Rusya – Ukrayna savaşının ardından sıranın kendilerine geleceğini düşünen ülkede son bir kaç yıl içinde 50 bin kişi şehir savaşı için eğitiliyordu. NATO’ya girebilmek için İsveç ile birlikte kapımızda kul köle olmalarının sebebi de bu korkuydu.
Malum, artık savaşlar eski muharebeler gibi savaş meydanlarında değil, şehirlerde bir kapı eşiğinden diğerine yaşanıyor.
Asıl mesleği itfaiyecilik olan bir gönüllü savunmacı da vatandaşlarını şehir savaşı konusunda eğitiyordu. En önemlisi de şüpheli yapıları düşmandan temizlemek için yapılan “Binaya dinamik giriş” eğitimiydi. Önce vurucu tim kapı önüne yığılıyor, sonra 3 kişilik temizlik timi içeri giriyor. Her odanın eşiği, yaşam ile ölümü ayıran birer çizgi. Biri kolay köşeyi, diğeri zor köşeyi alıyor. Üçüncü tim mensubu ise kimin ihtiyacı varsa ona yardım ediyor. Bütün eğitim, Rusya – Ukrayna savaşında edinilen tecrübelere göre oluşturuluyor.
Yeni tür savaşlarda herkes profesyonel asker gibi davranmak zorunda. Buraya not düşmek istedim. Umarım hiçbir zaman ihtiyaç duymayız.
Savaşlar giderek çirkinleşiyor
Discovery Channel’daki belgesel sayesinde Havana Sendromu adı verilen gizemli bir olaydan haberdar oldum.
Küba’daki Amerikalı ve Kanadalı diplomatik personelin 2016’nın sonlarına kadar uzanan çeşitli sağlık sorunları yaşadıkları ortaya çıktı. ABD hükûmeti Küba’yı bu semptomlara neden olan belirsiz saldırıları kasten gerçekleştirmekle suçladı. ABD buna yanıt olarak büyükelçiliğindeki personel sayısını minimuma indirdi.
2018’de Çin’deki ABD’li diplomatlar, Küba’da bildirilenlere benzer sorunların yanı sıra, diğer ülkelerde faaliyet gösteren ve bu ülkelerle dünyadaki Rus gizli operasyonlarına karşı koymanın yolları konusunda müzakere eden gizli CIA ajanları bildirdi.

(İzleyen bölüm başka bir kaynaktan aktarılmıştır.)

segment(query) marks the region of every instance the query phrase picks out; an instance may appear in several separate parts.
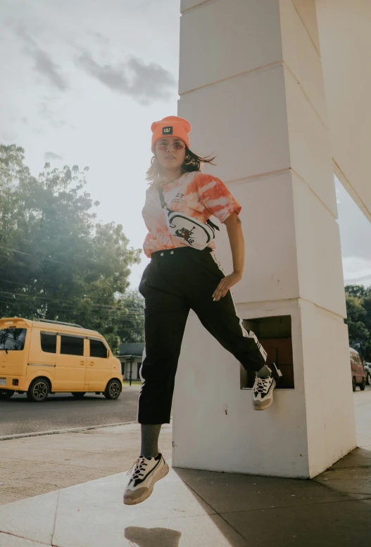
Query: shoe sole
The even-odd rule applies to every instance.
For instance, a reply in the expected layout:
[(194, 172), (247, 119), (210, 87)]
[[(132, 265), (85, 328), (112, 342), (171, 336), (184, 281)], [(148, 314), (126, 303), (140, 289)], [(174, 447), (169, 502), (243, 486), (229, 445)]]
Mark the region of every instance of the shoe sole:
[(161, 481), (161, 479), (163, 479), (164, 477), (166, 477), (168, 473), (169, 472), (169, 466), (165, 462), (165, 465), (163, 466), (161, 472), (158, 474), (158, 476), (156, 479), (155, 481), (152, 484), (152, 486), (149, 488), (140, 498), (138, 498), (137, 500), (125, 500), (124, 498), (124, 504), (125, 505), (136, 505), (137, 503), (142, 503), (142, 501), (144, 501), (147, 499), (147, 498), (149, 498), (152, 492), (153, 491), (153, 487), (156, 484), (156, 483), (158, 481)]
[(264, 407), (256, 407), (254, 405), (253, 400), (253, 408), (254, 410), (266, 410), (267, 408), (269, 408), (272, 403), (273, 402), (273, 392), (275, 391), (275, 388), (276, 387), (276, 381), (275, 379), (273, 379), (273, 388), (272, 390), (272, 397), (269, 402), (265, 405)]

2018’de JAMA dergisinde yayınlanan Küba’daki etkilenen diplomatlarla ilgili daha sonraki çalışmalar, diplomatların bir tür beyin hasarı yaşadığına, ancak yaralanmaların nedeninin belirlenemediğine dair kanıtlar buldu. JAMA dergisinin çalışmasının bir yazarı, mikrodalga silahlarını bu olay için “ana şüpheli” olarak değerlendirdi.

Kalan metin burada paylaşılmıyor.